Do Something With the Data Using MapReduce

# Now that you have a good storage system, how do you do anything with so much data? Let's say you have many TBs of data stored across a 1000 machines. Databases don't scale or cost effectively scale to those levels. That's where MapReduce comes in.
# MapReduce is a programming model and an associated implementation for processing and generating large data sets. Users specify a map function that processes a key/value pair to generate a set of intermediate key/value pairs, and a reduce function that merges all intermediate values associated with the same intermediate key. Many real world tasks are expressible in this model. Programs written in this functional style are automatically parallelized and executed on a large cluster of commodity machines. The run-time system takes care of the details of partitioning the input data, scheduling the program's execution across a set of machines, handling machine failures, and managing the required inter-machine communication.

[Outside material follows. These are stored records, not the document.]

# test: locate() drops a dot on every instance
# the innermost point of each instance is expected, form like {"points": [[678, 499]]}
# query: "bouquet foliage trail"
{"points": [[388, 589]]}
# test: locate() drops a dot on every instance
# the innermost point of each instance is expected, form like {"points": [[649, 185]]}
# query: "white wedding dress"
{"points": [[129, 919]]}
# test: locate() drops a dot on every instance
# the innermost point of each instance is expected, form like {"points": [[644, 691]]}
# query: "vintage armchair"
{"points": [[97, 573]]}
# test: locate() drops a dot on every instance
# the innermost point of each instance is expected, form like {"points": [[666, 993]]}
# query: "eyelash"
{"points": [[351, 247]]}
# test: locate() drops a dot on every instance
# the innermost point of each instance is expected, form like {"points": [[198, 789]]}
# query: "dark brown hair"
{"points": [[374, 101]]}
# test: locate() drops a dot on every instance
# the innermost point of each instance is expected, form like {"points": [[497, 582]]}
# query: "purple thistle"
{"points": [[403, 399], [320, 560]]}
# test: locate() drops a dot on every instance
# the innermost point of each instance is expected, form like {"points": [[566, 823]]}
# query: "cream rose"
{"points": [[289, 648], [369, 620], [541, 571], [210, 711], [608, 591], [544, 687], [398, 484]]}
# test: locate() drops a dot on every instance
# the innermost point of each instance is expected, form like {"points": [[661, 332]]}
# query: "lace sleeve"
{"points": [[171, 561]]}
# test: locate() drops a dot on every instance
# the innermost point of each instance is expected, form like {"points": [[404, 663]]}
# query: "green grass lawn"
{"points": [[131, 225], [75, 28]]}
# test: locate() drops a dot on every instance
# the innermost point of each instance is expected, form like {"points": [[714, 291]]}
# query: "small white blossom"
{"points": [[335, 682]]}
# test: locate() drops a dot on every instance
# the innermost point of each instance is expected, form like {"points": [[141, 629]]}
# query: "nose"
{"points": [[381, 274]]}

This allows programmers without any experience with parallel and distributed systems to easily utilize the resources of a large distributed system.
# Why use MapReduce?
- Nice way to partition tasks across lots of machines.
- Handle machine failure.
- Works across different application types, like search and ads. Almost every application has map reduce type operations. You can precompute useful data, find word counts, sort TBs of data, etc.
- Computation can automatically move closer to the IO source.
# The MapReduce system has three different types of servers.
- The Master server assigns user tasks to map and reduce servers. It also tracks the state of the tasks.
- The Map servers accept user input and performs map operations on them. The results are written to intermediate files
- The Reduce servers accepts intermediate files produced by map servers and performs reduce operation on them.
# For example, you want to count the number of words in all web pages. You would feed all the pages stored on GFS into MapReduce. This would all be happening on 1000s of machines simultaneously and all the coordination, job scheduling, failure handling, and data transport would be done automatically.
- The steps look like: GFS -> Map -> Shuffle -> Reduction -> Store Results back into GFS.
- In MapReduce a map maps one view of data to another, producing a key value pair, which in our example is word and count.
- Shuffling aggregates key types.
- The reductions sums up all the key value pairs and produces the final answer.
# The Google indexing pipeline has about 20 different map reductions. A pipeline looks at data with a whole bunch of records and aggregating keys. A second map-reduce comes a long, takes that result and does something else. And so on.
# Programs can be very small. As little as 20 to 50 lines of code.
# One problem is stragglers. A straggler is a computation that is going slower than others which holds up everyone. Stragglers may happen because of slow IO (say a bad controller) or from a temporary CPU spike. The solution is to run multiple of the same computations and when one is done kill all the rest.
# Data transferred between map and reduce servers is compressed. The idea is that because servers aren't CPU bound it makes sense to spend on data compression and decompression in order to save on bandwidth and I/O.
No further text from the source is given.